Although the collective bargaining agreement between the employer and the union was silent on employee breaks, since at least 2005, the employer maintained a written employee break policy providing for a 15-minute break in the morning and a 15-minute break in the afternoon, subject to jobsite managerial discretion. In 2012, however, the employer amended its employee break by eliminating the default 15-minute breaks and stating that “[the employer] may establish specific break policies as part of the jobsite expectations.” After a number of employees complained to the union that the employer ceased permitting afternoon breaks and early departures in lieu of breaks, the union filed an unfair labor practice charge.
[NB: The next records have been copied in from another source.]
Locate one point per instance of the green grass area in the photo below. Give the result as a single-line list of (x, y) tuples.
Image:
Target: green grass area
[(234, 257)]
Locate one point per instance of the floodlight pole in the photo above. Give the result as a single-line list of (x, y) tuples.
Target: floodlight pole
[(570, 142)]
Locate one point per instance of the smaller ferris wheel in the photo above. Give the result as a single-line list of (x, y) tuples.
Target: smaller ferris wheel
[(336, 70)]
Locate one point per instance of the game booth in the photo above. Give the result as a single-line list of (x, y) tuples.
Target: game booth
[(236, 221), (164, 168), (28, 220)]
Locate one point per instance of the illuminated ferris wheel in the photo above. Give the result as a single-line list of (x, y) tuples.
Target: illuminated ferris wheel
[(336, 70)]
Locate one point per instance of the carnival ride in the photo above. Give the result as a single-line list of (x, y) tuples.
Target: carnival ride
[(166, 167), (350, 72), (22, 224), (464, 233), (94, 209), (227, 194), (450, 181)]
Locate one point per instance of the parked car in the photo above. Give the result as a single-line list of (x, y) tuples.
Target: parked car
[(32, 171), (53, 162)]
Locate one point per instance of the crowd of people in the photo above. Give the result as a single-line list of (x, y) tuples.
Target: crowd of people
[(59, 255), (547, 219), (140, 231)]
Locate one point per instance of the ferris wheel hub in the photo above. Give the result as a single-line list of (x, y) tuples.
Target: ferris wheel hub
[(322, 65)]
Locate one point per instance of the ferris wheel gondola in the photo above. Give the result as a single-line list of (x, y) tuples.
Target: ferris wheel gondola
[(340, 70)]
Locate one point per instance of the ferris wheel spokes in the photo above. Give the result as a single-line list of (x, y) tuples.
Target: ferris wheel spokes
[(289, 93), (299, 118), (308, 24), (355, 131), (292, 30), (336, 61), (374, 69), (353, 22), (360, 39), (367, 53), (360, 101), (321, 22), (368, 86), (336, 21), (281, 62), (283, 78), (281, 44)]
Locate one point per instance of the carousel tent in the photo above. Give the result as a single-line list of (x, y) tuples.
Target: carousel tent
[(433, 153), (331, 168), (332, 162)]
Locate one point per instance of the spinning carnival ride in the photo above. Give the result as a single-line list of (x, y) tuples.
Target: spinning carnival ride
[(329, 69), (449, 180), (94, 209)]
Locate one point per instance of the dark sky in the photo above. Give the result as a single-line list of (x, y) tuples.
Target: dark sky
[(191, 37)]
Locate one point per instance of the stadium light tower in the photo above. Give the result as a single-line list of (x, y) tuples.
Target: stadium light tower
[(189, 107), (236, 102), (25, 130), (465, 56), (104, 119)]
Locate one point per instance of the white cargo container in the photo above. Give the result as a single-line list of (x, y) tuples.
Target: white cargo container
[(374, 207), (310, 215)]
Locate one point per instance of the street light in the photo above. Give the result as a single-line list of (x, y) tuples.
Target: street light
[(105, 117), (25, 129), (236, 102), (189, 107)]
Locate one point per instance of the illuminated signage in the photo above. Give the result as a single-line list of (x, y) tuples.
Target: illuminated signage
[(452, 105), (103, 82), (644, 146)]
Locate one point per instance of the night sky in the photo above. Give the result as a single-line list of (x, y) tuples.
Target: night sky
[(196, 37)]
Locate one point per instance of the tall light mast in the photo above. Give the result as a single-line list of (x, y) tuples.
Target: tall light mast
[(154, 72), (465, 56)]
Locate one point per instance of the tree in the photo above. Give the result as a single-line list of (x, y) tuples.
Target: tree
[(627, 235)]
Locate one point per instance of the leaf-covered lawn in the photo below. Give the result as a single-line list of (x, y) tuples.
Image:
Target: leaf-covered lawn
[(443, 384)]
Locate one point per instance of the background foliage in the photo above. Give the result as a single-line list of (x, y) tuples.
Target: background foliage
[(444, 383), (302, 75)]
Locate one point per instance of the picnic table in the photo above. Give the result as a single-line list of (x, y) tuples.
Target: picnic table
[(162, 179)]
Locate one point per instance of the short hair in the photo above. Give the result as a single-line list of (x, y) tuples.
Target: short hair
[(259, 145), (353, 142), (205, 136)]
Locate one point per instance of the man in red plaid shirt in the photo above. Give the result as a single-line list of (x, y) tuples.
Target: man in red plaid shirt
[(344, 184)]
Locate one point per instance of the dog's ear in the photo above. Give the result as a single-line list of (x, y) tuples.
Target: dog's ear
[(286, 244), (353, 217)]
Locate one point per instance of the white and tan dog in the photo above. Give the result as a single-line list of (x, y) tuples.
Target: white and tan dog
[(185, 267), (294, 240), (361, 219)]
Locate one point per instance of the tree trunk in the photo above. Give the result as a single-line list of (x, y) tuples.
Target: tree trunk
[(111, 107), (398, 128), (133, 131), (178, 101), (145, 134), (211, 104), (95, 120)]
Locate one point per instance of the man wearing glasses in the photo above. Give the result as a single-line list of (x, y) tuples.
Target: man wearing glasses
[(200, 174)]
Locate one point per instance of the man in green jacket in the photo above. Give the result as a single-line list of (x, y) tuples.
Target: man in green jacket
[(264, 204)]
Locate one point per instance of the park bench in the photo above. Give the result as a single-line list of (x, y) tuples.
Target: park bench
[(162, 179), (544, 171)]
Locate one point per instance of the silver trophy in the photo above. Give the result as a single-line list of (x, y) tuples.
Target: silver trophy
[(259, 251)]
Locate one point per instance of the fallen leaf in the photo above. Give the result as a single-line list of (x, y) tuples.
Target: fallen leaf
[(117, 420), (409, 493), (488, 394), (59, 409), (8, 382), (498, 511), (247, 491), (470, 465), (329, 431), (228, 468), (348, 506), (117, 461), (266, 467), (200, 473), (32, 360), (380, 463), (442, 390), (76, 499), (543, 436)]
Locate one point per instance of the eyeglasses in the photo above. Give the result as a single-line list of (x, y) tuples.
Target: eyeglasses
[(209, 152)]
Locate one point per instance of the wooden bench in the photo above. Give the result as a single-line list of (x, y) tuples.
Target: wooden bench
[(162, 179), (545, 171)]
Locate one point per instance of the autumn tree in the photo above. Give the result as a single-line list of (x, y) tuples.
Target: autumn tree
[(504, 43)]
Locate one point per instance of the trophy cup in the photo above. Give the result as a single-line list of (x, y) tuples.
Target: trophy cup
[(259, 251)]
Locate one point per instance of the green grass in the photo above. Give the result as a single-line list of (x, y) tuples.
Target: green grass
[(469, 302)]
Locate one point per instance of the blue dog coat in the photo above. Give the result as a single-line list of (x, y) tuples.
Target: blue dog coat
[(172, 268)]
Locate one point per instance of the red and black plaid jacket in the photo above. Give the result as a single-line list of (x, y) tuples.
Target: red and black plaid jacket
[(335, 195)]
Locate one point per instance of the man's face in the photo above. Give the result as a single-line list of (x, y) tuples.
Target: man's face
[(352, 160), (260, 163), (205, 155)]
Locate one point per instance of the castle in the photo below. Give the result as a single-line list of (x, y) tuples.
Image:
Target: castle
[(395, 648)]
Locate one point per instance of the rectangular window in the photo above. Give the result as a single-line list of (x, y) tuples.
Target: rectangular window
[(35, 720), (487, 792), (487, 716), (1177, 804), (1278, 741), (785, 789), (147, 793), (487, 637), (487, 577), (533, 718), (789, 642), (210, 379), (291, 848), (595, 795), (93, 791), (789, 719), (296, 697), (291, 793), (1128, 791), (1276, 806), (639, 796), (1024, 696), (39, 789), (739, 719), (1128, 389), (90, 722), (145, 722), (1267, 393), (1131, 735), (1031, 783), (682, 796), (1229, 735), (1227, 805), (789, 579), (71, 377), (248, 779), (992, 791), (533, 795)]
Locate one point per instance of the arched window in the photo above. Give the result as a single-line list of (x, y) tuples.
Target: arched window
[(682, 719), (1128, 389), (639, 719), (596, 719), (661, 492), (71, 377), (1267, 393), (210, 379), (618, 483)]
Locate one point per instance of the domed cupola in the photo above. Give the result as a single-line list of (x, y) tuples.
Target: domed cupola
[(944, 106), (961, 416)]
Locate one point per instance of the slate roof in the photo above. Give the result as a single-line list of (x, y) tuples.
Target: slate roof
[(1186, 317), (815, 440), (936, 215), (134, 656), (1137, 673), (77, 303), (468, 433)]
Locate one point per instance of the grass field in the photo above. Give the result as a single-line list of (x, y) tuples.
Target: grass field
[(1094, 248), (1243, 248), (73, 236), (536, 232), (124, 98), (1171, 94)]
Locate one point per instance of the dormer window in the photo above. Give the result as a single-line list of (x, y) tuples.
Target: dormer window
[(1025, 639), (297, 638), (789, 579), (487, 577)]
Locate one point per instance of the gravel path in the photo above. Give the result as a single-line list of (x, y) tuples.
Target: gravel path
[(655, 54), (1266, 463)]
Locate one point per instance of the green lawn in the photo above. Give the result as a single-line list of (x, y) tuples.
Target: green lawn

Giving considerable deference to the Board, the Eighth Circuit concluded that the policy change was “material, substantial, and significant,” thus requiring the employer to bargain with the union. As the court explained:
To be sure, [the employer] retained discretion to override the two-break standard if the particular ‘jobsite expectations’ so required, but under the 2005 Break Policy, that discretion would be exercised as an exception to the default rule. The 2012 Break Policy, by contrast, eliminated the default rule with respect to employee breaks and instead granted [the employer] unfettered discretion to determine whether employee breaks would be permitted at all, and, if they were permitted, when they would occur and how long they would last.
In other words, while the 2005 break policy provided employees with a “specific, concrete standard,” the 2012 break policy left the determination of breaks entirely to management.
The Eighth Circuit also rejected the employer’s argument that the 2012 break policy was nothing more than a clarification of the company’s standard practice under the former policy. Again deferring to the Board’s findings, the Eight Circuit noted that “the Board credited evidence and testimony that, prior to 2012, the typical practice at [the employer’s] jobsites was to follow the default standard set forth in the 2005 Break Policy.” In the end, the court denied the employer’s petition for review and granted the Board’s petition for enforcement of its order.